Но я должен сказать, что мы живем сейчас в другой реальности совершенно. И то, что мы обсуждаем [тема инвестиций в инфраструктурные проекты], может даже - маргинальная тема.
Мы вступаем в такую новую фазу жизни, где маячит не просто увеличение государственных инвестиций, а чуть ли не мобилизационная экономика. Более того, все больше голосов говорит, что нет худа без добра: изоляция, наконец-то даст нам возможность заниматься импортозамещением.
Даже если все будет хорошо, даже если холодная война не начнется, даже если Запад не будет сильно душить нашу экономику, во что я не верю, мне кажется, что нет никакой альтернативы государственно-частному партнерству и государственно-частным инвестициям.

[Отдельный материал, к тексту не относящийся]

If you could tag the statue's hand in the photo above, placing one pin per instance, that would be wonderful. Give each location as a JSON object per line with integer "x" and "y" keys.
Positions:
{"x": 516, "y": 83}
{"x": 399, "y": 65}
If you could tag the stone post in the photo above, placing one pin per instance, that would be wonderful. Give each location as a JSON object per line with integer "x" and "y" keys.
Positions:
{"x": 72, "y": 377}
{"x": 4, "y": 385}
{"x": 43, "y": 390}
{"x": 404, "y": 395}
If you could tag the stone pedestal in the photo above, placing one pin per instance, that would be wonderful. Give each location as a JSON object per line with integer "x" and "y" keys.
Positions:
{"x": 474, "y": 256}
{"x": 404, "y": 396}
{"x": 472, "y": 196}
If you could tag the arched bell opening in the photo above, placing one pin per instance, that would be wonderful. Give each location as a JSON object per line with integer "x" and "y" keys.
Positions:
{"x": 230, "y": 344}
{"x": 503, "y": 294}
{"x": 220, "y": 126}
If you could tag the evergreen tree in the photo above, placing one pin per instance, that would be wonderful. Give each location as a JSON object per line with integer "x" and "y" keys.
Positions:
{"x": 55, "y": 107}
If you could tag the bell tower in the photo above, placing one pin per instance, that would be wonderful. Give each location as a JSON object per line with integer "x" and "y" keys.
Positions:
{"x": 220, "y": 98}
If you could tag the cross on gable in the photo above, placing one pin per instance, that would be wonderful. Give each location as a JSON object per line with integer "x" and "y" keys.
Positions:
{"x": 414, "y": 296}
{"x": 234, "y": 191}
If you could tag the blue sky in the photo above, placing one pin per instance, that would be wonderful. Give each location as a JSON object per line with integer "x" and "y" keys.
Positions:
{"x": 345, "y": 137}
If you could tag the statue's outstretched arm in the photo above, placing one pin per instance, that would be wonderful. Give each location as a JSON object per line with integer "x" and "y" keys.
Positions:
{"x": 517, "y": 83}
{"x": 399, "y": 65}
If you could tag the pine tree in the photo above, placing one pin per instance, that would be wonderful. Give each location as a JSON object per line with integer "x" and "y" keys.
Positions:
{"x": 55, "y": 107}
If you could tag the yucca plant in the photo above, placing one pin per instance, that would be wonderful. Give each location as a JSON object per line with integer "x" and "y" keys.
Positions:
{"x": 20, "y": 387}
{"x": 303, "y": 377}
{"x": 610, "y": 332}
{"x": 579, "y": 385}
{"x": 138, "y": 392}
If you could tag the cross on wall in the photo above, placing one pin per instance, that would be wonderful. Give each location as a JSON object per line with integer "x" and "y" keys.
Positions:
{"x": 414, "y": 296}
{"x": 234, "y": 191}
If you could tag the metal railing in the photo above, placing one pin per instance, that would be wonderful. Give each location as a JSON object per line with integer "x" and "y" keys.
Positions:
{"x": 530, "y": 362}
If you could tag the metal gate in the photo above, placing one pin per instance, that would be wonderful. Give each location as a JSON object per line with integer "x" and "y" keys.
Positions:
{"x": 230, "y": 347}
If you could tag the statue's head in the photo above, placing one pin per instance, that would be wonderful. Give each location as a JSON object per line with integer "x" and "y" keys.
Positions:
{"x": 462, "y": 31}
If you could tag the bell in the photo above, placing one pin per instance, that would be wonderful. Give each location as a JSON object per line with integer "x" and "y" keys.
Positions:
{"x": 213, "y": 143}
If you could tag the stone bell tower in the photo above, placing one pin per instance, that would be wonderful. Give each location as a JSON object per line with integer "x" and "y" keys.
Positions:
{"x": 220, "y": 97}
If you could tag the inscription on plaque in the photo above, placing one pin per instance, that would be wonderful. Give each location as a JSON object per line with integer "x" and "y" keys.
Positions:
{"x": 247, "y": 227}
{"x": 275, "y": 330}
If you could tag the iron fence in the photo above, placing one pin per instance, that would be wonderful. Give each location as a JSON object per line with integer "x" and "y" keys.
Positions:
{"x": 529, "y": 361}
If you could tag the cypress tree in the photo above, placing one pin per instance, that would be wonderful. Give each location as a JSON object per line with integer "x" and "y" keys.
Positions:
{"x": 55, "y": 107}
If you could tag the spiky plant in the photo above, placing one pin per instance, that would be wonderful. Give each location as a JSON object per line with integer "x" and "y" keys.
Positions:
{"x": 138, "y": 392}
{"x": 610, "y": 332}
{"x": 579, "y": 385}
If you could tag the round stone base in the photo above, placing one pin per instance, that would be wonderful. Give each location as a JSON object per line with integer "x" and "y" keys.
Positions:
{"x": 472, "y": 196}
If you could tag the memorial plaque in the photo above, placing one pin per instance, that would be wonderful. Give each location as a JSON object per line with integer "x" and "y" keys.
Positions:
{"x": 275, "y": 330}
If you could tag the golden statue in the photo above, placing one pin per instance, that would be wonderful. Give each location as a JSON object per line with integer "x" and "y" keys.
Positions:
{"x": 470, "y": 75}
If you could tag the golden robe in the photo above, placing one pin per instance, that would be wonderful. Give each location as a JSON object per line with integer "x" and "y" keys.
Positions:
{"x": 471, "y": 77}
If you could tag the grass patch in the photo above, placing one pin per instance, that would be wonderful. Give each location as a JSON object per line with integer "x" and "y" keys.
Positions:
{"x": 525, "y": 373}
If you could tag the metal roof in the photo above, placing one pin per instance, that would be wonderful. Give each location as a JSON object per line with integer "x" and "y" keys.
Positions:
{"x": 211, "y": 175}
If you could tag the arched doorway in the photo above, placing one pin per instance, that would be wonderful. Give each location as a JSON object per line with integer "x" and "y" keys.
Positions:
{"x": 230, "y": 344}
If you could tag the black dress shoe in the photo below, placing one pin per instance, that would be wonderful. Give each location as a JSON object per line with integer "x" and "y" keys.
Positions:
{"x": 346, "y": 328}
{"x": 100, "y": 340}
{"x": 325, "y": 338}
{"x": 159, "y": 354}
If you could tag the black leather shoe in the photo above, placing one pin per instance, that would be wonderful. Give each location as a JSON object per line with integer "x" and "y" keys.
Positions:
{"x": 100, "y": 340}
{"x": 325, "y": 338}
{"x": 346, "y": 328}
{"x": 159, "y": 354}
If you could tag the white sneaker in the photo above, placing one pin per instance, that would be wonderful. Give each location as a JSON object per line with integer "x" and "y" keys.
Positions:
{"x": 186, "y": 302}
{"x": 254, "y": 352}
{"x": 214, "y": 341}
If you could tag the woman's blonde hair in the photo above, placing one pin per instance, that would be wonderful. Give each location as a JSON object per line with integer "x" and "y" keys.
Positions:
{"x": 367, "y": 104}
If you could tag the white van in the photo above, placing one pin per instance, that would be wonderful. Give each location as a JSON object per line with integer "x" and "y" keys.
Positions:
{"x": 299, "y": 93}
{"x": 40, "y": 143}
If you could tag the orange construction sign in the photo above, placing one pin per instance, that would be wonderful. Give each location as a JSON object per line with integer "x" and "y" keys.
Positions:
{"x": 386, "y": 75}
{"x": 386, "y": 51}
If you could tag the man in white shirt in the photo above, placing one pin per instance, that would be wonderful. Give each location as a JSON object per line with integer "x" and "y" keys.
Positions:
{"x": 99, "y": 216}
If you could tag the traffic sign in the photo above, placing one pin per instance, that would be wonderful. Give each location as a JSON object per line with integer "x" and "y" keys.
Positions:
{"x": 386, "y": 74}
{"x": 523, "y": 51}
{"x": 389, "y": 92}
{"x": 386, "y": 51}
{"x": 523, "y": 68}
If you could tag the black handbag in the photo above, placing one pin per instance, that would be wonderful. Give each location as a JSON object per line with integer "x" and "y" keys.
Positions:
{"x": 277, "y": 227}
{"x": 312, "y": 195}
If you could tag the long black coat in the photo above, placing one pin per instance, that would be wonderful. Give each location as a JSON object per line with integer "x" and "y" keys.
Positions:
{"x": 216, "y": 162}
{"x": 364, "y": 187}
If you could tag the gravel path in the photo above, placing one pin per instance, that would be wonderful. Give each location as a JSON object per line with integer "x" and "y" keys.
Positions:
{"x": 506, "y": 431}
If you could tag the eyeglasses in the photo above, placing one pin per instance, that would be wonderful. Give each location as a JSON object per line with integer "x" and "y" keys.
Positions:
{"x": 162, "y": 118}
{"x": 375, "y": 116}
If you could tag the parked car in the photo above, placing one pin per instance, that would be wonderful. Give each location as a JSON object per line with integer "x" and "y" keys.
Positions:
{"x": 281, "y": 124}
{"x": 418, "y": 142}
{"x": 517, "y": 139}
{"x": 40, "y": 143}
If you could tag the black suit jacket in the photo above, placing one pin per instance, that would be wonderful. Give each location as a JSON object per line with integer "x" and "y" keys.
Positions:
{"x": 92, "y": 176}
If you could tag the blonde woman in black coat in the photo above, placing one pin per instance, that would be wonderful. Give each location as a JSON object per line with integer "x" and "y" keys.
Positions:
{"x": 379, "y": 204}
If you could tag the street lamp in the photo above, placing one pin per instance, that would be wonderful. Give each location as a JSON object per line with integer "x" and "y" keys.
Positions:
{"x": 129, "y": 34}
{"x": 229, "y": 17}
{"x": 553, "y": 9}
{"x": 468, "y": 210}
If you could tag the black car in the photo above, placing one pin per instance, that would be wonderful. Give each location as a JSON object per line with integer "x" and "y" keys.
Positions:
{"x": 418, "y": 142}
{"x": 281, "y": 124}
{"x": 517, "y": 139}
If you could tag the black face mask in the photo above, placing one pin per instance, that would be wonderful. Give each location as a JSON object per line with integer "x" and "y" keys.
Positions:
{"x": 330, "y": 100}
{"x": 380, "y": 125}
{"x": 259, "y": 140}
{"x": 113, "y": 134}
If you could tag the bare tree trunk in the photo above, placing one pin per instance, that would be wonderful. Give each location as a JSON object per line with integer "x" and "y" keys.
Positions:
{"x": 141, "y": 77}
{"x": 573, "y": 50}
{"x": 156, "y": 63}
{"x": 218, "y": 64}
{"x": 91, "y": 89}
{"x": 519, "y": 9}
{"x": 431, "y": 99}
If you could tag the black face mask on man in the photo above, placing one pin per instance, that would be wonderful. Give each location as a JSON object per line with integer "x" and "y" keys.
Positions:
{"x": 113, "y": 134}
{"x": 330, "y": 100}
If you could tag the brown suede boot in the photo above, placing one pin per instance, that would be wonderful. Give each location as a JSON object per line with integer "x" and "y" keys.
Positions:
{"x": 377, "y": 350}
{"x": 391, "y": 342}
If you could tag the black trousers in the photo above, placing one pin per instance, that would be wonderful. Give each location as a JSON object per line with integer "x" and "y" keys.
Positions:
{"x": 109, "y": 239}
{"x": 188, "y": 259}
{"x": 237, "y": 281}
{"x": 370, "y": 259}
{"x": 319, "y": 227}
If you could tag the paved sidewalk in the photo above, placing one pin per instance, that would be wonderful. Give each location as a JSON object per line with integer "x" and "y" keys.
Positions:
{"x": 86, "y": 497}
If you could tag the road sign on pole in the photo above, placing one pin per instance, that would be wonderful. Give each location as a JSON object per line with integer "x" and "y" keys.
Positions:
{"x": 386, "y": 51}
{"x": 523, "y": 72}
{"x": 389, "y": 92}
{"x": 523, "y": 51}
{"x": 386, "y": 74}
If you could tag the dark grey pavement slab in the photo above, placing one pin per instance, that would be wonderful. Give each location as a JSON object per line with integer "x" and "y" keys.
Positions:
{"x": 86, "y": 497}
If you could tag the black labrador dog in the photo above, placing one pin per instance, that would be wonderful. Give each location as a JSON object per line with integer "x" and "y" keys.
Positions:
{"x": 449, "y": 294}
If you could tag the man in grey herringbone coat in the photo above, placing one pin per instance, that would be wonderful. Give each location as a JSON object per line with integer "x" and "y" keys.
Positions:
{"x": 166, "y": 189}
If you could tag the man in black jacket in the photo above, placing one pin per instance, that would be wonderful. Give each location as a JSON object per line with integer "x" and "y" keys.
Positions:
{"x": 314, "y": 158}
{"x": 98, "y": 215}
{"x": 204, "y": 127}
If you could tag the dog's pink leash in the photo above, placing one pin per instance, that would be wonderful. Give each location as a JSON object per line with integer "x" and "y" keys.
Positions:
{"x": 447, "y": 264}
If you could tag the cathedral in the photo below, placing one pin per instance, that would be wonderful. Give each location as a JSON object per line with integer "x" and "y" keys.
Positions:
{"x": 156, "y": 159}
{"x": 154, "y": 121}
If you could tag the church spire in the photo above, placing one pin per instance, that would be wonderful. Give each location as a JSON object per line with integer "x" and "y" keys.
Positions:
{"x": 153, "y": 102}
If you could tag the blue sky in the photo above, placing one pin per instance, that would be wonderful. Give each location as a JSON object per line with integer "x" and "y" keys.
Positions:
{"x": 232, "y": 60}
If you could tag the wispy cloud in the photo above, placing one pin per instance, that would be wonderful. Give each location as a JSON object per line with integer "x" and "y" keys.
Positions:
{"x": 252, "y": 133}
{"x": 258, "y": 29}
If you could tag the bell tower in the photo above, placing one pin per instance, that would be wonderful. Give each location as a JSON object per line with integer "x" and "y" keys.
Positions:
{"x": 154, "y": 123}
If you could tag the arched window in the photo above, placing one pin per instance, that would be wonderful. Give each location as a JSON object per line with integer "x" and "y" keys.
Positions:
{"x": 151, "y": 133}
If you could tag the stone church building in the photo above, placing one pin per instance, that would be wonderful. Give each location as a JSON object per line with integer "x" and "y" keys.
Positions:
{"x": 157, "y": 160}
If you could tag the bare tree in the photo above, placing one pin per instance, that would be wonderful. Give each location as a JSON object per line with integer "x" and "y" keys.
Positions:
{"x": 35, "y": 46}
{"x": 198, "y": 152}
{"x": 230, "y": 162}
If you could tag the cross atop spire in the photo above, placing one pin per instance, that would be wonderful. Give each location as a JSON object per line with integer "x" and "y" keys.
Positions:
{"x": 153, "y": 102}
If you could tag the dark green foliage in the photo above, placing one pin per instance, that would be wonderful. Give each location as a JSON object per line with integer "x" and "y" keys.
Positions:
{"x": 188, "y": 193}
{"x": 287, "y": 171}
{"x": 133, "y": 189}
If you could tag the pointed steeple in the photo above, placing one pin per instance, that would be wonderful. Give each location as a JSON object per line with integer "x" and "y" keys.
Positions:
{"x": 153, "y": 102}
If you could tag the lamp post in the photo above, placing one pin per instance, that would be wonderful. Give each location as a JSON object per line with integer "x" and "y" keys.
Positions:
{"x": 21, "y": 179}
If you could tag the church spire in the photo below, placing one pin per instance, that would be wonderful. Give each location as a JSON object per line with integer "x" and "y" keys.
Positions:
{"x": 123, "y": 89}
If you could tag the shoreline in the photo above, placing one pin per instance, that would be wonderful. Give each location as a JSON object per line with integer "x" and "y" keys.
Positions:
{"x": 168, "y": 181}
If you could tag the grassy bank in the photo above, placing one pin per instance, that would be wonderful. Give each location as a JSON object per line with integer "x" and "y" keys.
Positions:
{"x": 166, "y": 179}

Можно ругать, не ругать остров Русский, олимпиады, футболиады. Но, вообще-то говоря, это был главный рычаг, главный драйвер роста после кризиса, а сейчас, мне кажется, еще больше оснований говорить, о том, что только государственные инвестиции могут активизировать экономический рост и ускорить его.
Тем более, что это уже не измеряемые вещи, я имею в виду общий климат для частных инвесторов России, которые и раньше жили сегодняшним днем, а сейчас, может быть, уже сегодняшним часом.
У нас 25% живет по-человечески и пользуется товарами и услугами импортными, а остальные и вообще не предъявляют никакого спроса. Некуда инвестировать частному бизнесу в России. Вот, когда говорят, что малый бизнес у нас не развит и всегда приводят цифру 20%, а где-нибудь в Германии, в Швейцарии 65-70%, я говорю, что это все нормально, у нас развит малый бизнес. Просто у них 60%, а у нас 20% только потому, что у них большой есть бизнес, а у нас нет большого бизнеса, для которого работает малый бизнес. У нас большой бизнес не нуждается в малом бизнесе, потому что он самодостаточный, потому что он топливно-сырьевой и все.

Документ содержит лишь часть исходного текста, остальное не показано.